Ici dans ma baraque, il y a un compagnon désespéré. Il ignore pour quelle raison on a emporté sa femme pour travailler de force, et on a mis ses fils dans une colonie, en prévenant les parents que s’ils protestaient ils seraient renvoyés en Espagne. Il y en a un autre, lui aussi avec nous, son épouse est dans un hôpital des Asturies et ses fils il ne sait où. Que de familles ont été éparpillées par la guerre ! Je ne comprends pas pour quelle raison des hommes font payer à des innocents le comportement des politiques coupables. Très nombreux sont ceux qui sont emprisonnés ; et combien sont ceux dans le monde qui souffrent de l’exil ? Hélas, malheur à qui cela arrive.
Tu éveilles ma curiosité en ne me disant rien des lettres que j’ai jointes à la tienne, adressées à Madame « Engracia » et au patron de Sebastian pour les remercier, et tout particulièrement à Madame « Engracia » laquelle t’a rendu un grand service le jour tragique où tu avais impérativement besoin de vingt-cinq francs* alors que tu n’en avais qu’un.
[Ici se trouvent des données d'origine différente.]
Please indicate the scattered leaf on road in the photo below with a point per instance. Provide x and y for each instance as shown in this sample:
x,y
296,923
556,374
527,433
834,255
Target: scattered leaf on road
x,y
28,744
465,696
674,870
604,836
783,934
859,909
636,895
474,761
Cette histoire me rappelle celle non-tragique de notre unique pièce de dix pesetas que nous possédions et que nous donnâmes aux comédiens qui jouaient sur la place de notre village. Cette nuit là nous nous couchâmes plus pauvres que Job, mais morts de rire**.
N’oublie pas de me dire si tu as recu le récépissé de 45 francs. Sûrement qu’ils sont déjà bien dépensés dans ce que tu as besoin. Je suis désolé de ne pouvoir vous envoyer davantage. Le fait de savoir que vous souffrez et que je ne puis intervenir en quoi que ce soit est ma plus grande peine. Nous sommes forcés de supporter notre mal avec patience jusqu’à l’arrivée de jours meilleurs.
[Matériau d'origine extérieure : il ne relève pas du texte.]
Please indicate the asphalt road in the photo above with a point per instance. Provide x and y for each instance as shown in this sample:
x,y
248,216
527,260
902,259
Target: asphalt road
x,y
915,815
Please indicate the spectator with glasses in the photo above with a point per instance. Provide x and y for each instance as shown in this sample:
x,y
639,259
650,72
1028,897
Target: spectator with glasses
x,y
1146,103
Tu me dis que sur la photo je parais avoir 61 ans. J’aimerais bien les avoir car il court la rumeur disant qu’on va envoyer les plus âgés à travailler dans un camp. Personne ne sait si cela arrivera, car ici se répandent tant de rumeurs qu’on ne sait plus, et même qu’on ne veut plus savoir ce qui se dit. Moi je crois ce que je vois et au proverbe affirmant : « qu’il est plus facile de dire que de faire ».
En parlant d’Espagne, je crois t’avoir déjà dit que mes parents m’ont envoyé leurs bons souvenirs dans une lettre qu’a reçue « El Fin ». Apparemment, la lettre est de sa femme, quoique ce n’est pas son écriture. J’ai cru comprendre que mon père était, ou est en prison, vu qu’ils me disent qu’il se remet de sa maladie. C’est tout ce que je peux te conter de notre pays.
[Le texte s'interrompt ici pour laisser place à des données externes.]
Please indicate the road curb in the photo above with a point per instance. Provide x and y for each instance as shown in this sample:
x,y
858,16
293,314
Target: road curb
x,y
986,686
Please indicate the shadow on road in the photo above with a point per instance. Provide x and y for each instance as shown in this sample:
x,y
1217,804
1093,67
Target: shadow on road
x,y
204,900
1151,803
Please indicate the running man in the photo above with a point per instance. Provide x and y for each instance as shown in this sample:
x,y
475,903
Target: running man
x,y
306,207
Tu me demandes si j’ai bien reçu les dessins et les opérations de calcul de nos enfants. Eh bien, oui, je les ai reçus et ils m’ont donné beaucoup de joie. Je te répondis sans parler de cela parce que je les ai reçus dans la lettre où tu me racontais ton calvaire. Ce que tu m’as envoyé est parfait. Je suis très content d’apprendre que les quatre vont à l’école. En obtenant cela, tu leur as fait faire un pas de géant. Cette nouvelle est si fabuleuse que j’ai du mal à la croire… c’est bien vrai ? …Maintenant, toi, tâche si tu peux, de faire moins de lessives, vu que l’eau nuit à ta santé. Dis aux enfants qu’ils me racontent quelle impression ils ont eu en allant à l’école.

Marcelino Sanz Mateo

*/ Argent que Madame « Engracia » prêta à Benigna pour payer un mois de loyer d’avance.

**/ Jeunes mariés, Benigna et Marcelino donnèrent l’unique monnaie qu’ils avaient à des comédiens ambulants qui jouaient sur la place du village d’Alcorisa.